Una lettera che evidentemente qualcuno ha letto come un immediato blocco del cantiere. Ma ci pensa il sindaco Bandecchi a chiarire, con poche ma chiare righe di comunicato, che apre la porta solo a modifiche che non stravolgono il progetto. «Siamo pronti ad ascoltare le ragioni del Comitato in consiglio comunale perché a quasi 500 cittadini che hanno firmato un appello non si chiude la porta in faccia – conferma il sindaco Bandecchi – e io parlo con tutti quelli che hanno da dire qualcosa di utile e di sensato. Quelli del Comitato hanno delle riflessioni che vanno approfondite in consiglio comunale, il luogo massimo della trasparenza e della democrazia». E ancora: «I giunta siamo tutti uniti e concordi su come procedere. L’assessore ai Lavori Pubblici Maggi non era all’incontro perché impegnato, non certo perché in disaccordo né tantomeno escluso. Il cantiere del Verdi è uno dei punti di forza dei Lavori Pubblici e mi risulta che sia seguito bene. Noi stiamo lavorando per tenere insieme i tempi di realizzazione, la necessità di non perdere i finanziamenti, l’esigenza di ridare alla città il suo teatro per troppo tempo chiuso. La fase di ascolto dei cittadini andava fatta prima, anni fa, noi comunque teniamo aperto il dialogo e se si può fare qualche miglioramento senza sfasciare tutto lo facciamo pure».

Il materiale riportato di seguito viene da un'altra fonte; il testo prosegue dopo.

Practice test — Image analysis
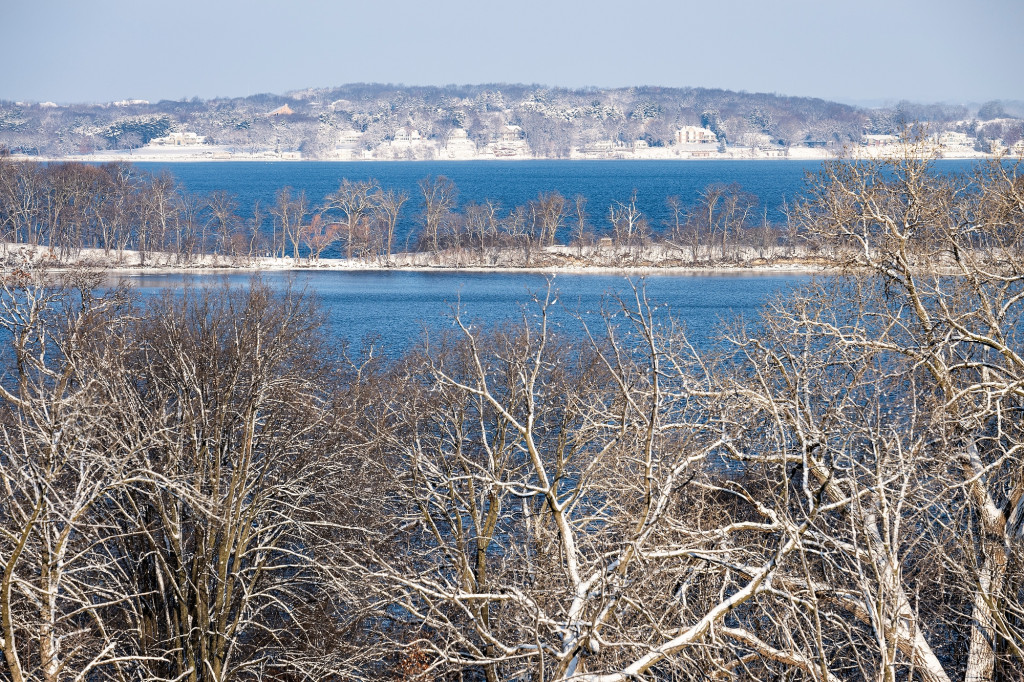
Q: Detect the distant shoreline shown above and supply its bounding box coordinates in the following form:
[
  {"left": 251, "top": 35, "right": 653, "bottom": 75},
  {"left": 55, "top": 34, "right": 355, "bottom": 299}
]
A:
[
  {"left": 12, "top": 149, "right": 1001, "bottom": 164},
  {"left": 106, "top": 262, "right": 829, "bottom": 277},
  {"left": 15, "top": 153, "right": 835, "bottom": 164}
]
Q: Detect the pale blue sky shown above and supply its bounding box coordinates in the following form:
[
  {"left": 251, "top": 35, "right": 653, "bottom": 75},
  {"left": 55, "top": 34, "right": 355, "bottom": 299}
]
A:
[{"left": 2, "top": 0, "right": 1021, "bottom": 105}]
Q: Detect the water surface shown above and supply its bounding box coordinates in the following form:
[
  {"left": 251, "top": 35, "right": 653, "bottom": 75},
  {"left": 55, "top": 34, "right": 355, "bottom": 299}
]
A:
[
  {"left": 123, "top": 270, "right": 812, "bottom": 354},
  {"left": 137, "top": 158, "right": 983, "bottom": 258}
]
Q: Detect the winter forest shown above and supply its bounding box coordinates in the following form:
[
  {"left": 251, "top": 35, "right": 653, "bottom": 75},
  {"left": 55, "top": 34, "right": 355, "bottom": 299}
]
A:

Ma sul Verdi non tutta la maggioranza è unita. Anzi. Le divergenza sono proprio all’interno del partito di Bandecchi. L’assessore Maggi, ad esempio, fa parte di quella corrente che non vuole modifiche non foss’altro perché è già corsa contro il tempo e dare luogo ad una variante urbanistica per aumentare i volumi del teatro, rischierebbe di bloccare un cantiere che ha già dovuto fare i contri l’amianto, i nidi di rondine e la rete dei cunicoli. Ma nella maggioranza c’è anche l’anima capeggiata dal capogruppo di Ap, Guido Verdecchia, che ha seguito il Comitato fin dal primo istante e che gli ha suggerito di sottoscrivere l’ atto di indirizzo di iniziativa popolare che, anche se con qualche mese di ritardo, verrà discusso in consiglio comunale a settembre. A 500 cittadini non si più sbattere la porta in faccia, soprattutto chiedono di non sprecare la grande occasione della ricostruzione del Verdi per consegnare alla città e quindi alle nuove generazioni un contenitore non all’altezza di una città di 109mila abitanti, sede peraltro di un conservatorio statale.